O produtor e a sua equipa de trabalho definem o perfil do vinho com base na sua cultura enófila. Existem atenuantes que limitam as potencialidades de um vinho - região vinícola, castas recomendadas, infra-estruturas, etc., e sobre as quais poderemos ter pouco espaço de manobra. No entanto, a componente de prova depende, exclusivamente, da nossa "boa vontade". Essa experiência pode ser determinante para a imagem final do vinho pretendido. A prova de diversos vinhos, portugueses e estrangeiros, altera a qualidade final do produto que se pretende. Na verdade, o contacto com a realidade internacional é determinante, já que conduz a padrões de comparação elevados. Deixa de ser feita com o "melhor de Portugal" e passa a ser baseada nos grandes vinhos do mundo. Essa alteração, no limite da escala, é de suma importância. Por outro lado, o bom gosto é estimulado - não nascemos com esse sentido mas, se quisermos, podemos cultivá-lo. (Logicamente que esta ideia também é válida para os consumidores).

Tal abordagem abre caminho para a experimentação intencional. Em vez de se esperar pelos resultados (quando se planta uma casta recomendada), passa-se a experimentar qual a melhor. É preciso entender, estudando e provando, por forma a dar explicações para os diversos fenómenos.

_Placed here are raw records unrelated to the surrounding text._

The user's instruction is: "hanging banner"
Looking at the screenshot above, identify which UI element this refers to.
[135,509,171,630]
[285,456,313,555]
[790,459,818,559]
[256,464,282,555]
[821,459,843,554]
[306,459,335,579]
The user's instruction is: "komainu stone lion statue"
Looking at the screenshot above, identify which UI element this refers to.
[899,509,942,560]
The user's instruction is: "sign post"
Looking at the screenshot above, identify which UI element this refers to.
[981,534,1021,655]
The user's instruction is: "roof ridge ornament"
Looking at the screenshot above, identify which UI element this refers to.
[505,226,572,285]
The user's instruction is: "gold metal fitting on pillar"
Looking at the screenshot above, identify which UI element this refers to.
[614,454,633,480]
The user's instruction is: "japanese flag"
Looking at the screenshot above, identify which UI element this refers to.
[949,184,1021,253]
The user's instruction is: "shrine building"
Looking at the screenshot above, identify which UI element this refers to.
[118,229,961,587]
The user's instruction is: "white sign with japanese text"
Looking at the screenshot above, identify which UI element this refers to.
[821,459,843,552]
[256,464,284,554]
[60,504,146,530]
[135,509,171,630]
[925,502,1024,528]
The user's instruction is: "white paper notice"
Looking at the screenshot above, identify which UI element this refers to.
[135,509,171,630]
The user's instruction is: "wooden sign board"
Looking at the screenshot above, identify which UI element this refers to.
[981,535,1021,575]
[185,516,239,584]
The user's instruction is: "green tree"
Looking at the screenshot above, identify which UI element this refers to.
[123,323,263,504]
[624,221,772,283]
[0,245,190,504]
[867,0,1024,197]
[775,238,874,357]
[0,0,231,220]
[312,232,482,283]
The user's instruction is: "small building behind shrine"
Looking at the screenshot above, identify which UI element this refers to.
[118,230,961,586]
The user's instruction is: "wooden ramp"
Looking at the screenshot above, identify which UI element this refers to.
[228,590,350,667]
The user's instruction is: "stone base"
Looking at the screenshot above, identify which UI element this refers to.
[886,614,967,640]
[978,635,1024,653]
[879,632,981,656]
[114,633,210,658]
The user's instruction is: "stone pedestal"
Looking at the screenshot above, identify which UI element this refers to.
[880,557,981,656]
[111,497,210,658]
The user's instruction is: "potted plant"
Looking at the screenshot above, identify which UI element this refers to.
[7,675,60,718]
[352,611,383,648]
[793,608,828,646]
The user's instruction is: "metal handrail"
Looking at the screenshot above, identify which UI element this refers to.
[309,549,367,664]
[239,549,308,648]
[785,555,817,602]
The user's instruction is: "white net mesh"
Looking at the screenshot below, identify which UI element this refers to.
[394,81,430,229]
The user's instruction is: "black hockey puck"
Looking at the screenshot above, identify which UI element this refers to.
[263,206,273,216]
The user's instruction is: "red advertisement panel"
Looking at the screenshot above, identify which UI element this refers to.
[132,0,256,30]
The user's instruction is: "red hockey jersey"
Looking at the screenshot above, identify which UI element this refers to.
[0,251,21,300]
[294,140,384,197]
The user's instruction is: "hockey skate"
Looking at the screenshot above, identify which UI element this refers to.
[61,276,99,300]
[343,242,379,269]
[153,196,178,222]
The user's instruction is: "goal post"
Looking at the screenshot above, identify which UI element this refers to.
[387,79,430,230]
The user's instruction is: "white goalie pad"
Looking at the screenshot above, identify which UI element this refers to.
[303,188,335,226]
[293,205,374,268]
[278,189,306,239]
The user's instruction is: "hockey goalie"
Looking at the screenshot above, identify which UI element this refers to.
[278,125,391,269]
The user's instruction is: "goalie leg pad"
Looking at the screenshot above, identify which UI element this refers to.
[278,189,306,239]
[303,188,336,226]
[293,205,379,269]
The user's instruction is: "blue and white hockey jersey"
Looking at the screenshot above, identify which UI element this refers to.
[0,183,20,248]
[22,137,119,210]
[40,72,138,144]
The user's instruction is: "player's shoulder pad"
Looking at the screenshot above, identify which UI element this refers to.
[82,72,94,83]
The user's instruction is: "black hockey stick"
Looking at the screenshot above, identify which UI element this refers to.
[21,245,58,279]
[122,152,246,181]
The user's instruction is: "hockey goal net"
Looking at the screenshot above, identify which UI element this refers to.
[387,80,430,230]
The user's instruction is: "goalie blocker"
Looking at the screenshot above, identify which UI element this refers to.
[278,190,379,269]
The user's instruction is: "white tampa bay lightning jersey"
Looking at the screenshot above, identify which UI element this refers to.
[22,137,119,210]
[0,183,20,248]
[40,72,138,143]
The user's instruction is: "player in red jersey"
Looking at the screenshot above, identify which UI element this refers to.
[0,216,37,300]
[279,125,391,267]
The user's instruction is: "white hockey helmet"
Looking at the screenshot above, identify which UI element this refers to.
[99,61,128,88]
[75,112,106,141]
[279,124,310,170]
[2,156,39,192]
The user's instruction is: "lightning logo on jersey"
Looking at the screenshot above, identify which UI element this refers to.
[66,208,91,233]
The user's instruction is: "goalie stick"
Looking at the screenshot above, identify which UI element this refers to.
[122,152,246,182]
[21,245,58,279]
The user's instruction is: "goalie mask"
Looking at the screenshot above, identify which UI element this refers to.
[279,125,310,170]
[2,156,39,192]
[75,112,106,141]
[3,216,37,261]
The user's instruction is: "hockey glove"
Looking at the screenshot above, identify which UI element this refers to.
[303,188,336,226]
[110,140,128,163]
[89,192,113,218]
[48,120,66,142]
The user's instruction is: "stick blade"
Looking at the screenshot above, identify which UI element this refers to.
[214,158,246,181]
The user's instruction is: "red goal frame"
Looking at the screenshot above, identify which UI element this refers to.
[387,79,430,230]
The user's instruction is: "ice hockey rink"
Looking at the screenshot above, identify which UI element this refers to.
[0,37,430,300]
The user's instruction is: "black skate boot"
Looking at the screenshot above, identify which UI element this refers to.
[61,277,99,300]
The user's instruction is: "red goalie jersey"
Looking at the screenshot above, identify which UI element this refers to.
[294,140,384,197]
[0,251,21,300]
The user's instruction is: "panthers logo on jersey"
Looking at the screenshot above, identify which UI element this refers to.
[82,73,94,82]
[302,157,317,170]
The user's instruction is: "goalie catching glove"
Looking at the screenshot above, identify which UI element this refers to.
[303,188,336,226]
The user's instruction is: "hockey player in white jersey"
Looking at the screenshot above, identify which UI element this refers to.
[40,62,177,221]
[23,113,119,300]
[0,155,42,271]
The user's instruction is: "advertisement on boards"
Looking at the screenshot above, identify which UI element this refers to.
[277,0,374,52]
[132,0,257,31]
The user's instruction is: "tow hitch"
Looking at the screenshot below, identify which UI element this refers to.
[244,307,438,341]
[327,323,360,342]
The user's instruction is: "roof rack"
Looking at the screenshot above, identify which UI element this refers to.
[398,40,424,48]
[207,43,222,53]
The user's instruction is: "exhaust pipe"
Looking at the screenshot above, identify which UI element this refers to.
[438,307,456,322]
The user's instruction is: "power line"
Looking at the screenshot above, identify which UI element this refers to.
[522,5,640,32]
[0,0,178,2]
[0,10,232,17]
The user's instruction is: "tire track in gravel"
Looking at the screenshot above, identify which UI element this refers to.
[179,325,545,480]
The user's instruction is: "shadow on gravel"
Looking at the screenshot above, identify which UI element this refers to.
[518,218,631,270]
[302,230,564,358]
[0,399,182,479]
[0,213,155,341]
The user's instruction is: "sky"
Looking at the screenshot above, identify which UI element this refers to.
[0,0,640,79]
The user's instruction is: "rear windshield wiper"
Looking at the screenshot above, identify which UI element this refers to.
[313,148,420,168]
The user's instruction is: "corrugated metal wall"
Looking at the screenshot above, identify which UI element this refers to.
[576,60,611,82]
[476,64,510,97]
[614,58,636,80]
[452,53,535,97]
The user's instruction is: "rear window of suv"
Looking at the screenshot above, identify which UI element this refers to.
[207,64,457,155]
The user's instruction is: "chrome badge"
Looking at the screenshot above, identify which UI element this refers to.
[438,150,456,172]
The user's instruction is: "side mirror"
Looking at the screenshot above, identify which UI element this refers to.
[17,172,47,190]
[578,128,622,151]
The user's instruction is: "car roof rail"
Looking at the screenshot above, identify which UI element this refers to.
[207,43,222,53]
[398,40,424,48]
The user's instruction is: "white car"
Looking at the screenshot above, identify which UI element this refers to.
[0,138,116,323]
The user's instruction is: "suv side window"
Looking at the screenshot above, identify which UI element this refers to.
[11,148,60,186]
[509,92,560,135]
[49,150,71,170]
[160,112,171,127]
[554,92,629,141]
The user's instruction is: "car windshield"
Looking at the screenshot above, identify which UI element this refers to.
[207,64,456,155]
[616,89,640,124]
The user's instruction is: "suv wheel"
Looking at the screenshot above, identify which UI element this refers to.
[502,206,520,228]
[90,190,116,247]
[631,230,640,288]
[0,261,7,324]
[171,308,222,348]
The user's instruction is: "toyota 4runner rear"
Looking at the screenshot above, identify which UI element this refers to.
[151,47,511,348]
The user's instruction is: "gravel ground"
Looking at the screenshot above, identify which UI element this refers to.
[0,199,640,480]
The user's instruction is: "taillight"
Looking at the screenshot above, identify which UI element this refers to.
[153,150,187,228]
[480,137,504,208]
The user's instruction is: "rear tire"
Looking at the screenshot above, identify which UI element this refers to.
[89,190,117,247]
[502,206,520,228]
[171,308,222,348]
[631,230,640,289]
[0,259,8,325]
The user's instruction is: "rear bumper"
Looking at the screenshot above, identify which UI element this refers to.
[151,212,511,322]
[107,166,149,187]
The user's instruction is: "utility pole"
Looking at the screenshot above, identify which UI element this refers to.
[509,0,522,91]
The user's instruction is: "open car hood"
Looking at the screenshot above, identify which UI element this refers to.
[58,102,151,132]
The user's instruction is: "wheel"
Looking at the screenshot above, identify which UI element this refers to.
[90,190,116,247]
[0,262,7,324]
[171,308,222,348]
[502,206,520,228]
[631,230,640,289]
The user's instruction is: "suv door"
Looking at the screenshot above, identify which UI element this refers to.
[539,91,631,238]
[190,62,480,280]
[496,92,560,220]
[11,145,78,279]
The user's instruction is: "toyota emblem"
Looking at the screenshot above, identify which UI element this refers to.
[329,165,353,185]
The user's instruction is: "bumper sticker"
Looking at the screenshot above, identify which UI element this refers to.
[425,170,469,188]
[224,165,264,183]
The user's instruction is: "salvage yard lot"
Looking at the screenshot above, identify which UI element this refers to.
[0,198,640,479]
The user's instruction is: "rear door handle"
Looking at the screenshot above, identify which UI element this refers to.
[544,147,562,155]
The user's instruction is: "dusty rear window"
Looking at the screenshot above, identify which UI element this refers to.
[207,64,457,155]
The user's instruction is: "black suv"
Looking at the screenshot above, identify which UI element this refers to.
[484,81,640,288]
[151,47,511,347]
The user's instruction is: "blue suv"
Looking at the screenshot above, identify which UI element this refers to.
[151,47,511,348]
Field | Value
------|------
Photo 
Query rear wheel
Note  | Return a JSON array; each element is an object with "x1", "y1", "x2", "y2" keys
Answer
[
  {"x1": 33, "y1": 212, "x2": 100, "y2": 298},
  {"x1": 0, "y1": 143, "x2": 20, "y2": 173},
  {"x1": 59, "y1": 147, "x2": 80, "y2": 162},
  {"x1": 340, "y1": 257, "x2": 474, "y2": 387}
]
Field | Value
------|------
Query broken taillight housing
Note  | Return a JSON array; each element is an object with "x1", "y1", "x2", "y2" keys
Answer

Em Portugal existem alguns exemplos, da importância do provador, na criação de vinhos de qualidade. Recordo-me de um produtor que construiu a sua cultura enófila muito além das fronteiras nacionais. A paixão pelos vinhos franceses de uma determinada região surgiu e, inicialmente, plantou em Portugal as castas utilizadas nessa região francesa. Ou seja, provou intencionalmente em busca do perfil idealizado. O resultado foi evidente: os seus vinhos são hoje uma referência nos melhores de Portugal.

Provar muito é necessário. Provar variado, e conhecer a realidade internacional, é de vital importância. Aproveite-se o terceiro pilar da ciência: a divulgação e implementação da descoberta. Existe uma gama de vinhos amplamente dispersa, oriundos de diferentes terras e elaborados através de técnicas variadas. Existe uma linguagem comum e acessível - a prova - que permite conhecer rapidamente o que acontece num determinado lugar.